Background: Global consumption of marijuana is increasing, but there is a paucity of evidence concerning associated lung imaging findings.

Purpose: To use chest CT to investigate the effects of marijuana smoking in the lung.

Materials and Methods: This retrospective case-control study evaluated results of chest CT examinations (from October 2005 to July 2020) in marijuana smokers, nonsmoker control patients, and tobacco-only smokers. We compared rates of emphysema, airway changes, gynecomastia, and coronary artery calcification. Age- and sex-matched subgroups were created for comparison with tobacco-only smokers older than 50 years. Results were analyzed using χ2 tests.

Results: A total of 56 marijuana smokers (34 male; mean age, 49 years ± 14 [SD]), 57 nonsmoker control patients (32 male; mean age, 49 years ± 14), and 33 tobacco-only smokers (18 male; mean age, 60 years ± 6) were evaluated. Higher rates of emphysema were seen among marijuana smokers (42 of 56 [75%]) than nonsmokers (three of 57 [5%]) (P < .001) but not tobacco-only smokers (22 of 33 [67%]) (P = .40). Rates of bronchial thickening, bronchiectasis, and mucoid impaction were higher among marijuana smokers compared with the other groups (P < .001 to P = .04). Gynecomastia was more common in marijuana smokers (13 of 34 [38%]) than in control patients (five of 32 [16%]) (P = .039) and tobacco-only smokers (two of 18 [11%]) (P = .040). In age-matched subgroup analysis of 30 marijuana smokers (23 male), 29 nonsmoker control patients (17 male), and 33 tobacco-only smokers (18 male), rates of bronchial thickening, bronchiectasis, and mucoid impaction were again higher in the marijuana smokers than in the tobacco-only smokers (P < .001 to P = .006).

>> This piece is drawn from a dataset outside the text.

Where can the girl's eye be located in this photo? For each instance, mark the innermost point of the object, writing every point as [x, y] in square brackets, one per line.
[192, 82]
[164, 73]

Emphysema rates were higher in age-matched marijuana smokers (28 of 30 [93%]) than in tobacco-only smokers (22 of 33 [67%]) (P = .009). There was no difference in rate of coronary artery calcification between age-matched marijuana smokers (21 of 30 [70%]) and tobacco-only smokers (28 of 33 [85%]) (P = .16).

Conclusion: Airway inflammation and emphysema were more common in marijuana smokers than in nonsmokers and tobacco-only smokers, although variable interobserver agreement and concomitant cigarette smoking among the marijuana-smoking cohort limits our ability to draw strong conclusions.